A successful load balancing will avoid overloading a single worker, maximising the throughput of the system and making best use of resources available. Poor load balancing will cause some workers of the system to be idle and consequently other elements to be ‘overworked’, leading to increased computation time and significantly reduced performance.
Poor load balancing
Figure 2 shows how careless task distribution can affect the completion time. Clearly, CPU2 needs more time to complete its tasks, particularly compared to CPU3. The total runtime is equivalent to the longest runtime on any of the CPUs so the calculation time will be longer than it would be if the resource were used optimally. This can occur when load balancing is not considered, random scheduling is used (although this is not always bad) or poor decisions are made about the job sizes.
Good Load Balancing
Figure 3 shows how by scheduling jobs carefully, the best use of the resources can be made. By choosing a distribution strategy to optimise the use of resources, the CPUs in the diagram all complete their tasks at roughly the same time. This means that no one task has been overloaded with work and dominated the running time of the overall calculation. This can be achieved by many different means.
For example, if the task sizes and running times are known in advance, the jobs can be scheduled to allow best resource usage. The most common distribution is to distribute large jobs first and then distribute progressively smaller jobs to equal out the workload.
If the job sizes can change or the running times are unknown, then an adaptive system could be used which tries to infer future task lengths based upon observed runtimes.
The fractal program you will be using employs a queue strategy – tasks are queued waiting for workers, which completed their previous task, to claim them from the top of the queue. This ensures that workers that happen to get shorter tasks will complete more tasks, so that they finish roughly at the same time as workers with longer tasks.

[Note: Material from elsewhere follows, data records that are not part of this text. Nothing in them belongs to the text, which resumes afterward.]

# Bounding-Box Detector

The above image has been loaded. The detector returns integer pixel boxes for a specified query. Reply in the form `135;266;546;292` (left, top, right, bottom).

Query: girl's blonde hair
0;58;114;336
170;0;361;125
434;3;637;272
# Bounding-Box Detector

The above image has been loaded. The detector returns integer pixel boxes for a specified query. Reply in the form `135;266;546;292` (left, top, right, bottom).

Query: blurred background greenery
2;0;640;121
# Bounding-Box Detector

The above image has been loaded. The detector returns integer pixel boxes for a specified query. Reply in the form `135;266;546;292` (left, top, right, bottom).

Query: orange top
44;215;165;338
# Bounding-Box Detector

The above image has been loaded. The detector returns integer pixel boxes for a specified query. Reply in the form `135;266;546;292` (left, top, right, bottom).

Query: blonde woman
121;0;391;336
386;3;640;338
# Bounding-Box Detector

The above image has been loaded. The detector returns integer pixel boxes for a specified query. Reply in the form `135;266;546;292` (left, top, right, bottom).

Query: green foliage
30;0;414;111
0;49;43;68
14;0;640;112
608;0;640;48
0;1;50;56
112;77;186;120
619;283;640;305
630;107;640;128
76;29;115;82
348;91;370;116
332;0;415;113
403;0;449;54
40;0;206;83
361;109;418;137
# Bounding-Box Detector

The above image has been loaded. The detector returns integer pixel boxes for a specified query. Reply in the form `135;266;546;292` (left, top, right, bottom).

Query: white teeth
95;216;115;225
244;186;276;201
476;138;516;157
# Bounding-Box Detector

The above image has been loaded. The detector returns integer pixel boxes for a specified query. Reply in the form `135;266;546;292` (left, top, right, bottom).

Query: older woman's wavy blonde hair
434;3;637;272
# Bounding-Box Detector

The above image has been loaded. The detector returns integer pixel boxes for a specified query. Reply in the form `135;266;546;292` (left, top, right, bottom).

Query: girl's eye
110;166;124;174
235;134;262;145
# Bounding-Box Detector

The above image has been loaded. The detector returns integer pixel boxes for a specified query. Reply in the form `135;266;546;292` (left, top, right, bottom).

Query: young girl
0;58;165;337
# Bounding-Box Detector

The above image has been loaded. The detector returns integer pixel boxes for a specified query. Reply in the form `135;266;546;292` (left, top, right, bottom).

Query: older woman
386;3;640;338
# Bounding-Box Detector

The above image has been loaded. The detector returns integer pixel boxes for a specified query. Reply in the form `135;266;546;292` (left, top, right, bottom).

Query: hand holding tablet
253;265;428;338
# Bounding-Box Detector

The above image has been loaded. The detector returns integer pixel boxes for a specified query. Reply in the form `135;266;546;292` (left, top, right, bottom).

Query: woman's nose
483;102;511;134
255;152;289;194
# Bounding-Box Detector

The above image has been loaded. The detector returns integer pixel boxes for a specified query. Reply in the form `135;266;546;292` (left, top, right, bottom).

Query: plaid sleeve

Quantifying the load imbalance
We can try to quantify how well balanced a task farm is by computing the load imbalance factor, which we define as:
\(\text{load imbalance factor} = \frac{\text{Workload of most loaded worker}}{\text{average workload of workers}}\)
For a perfect load-balanced calculation this will be equal to 1.0, which is equivalent to all workers having exactly the same amount of work. In general, it will be greater than 1.0. It is a useful measure because it allows you to predict what the runtime would be for a perfectly balanced load on the same number of workers, assuming that no additional overheads are introduced due to load balancing. For example, if the load imbalance factor is 2.0 then this implies that, in principle, we could halve the runtime (reduce it by a factor of 2) if the load were perfectly balanced.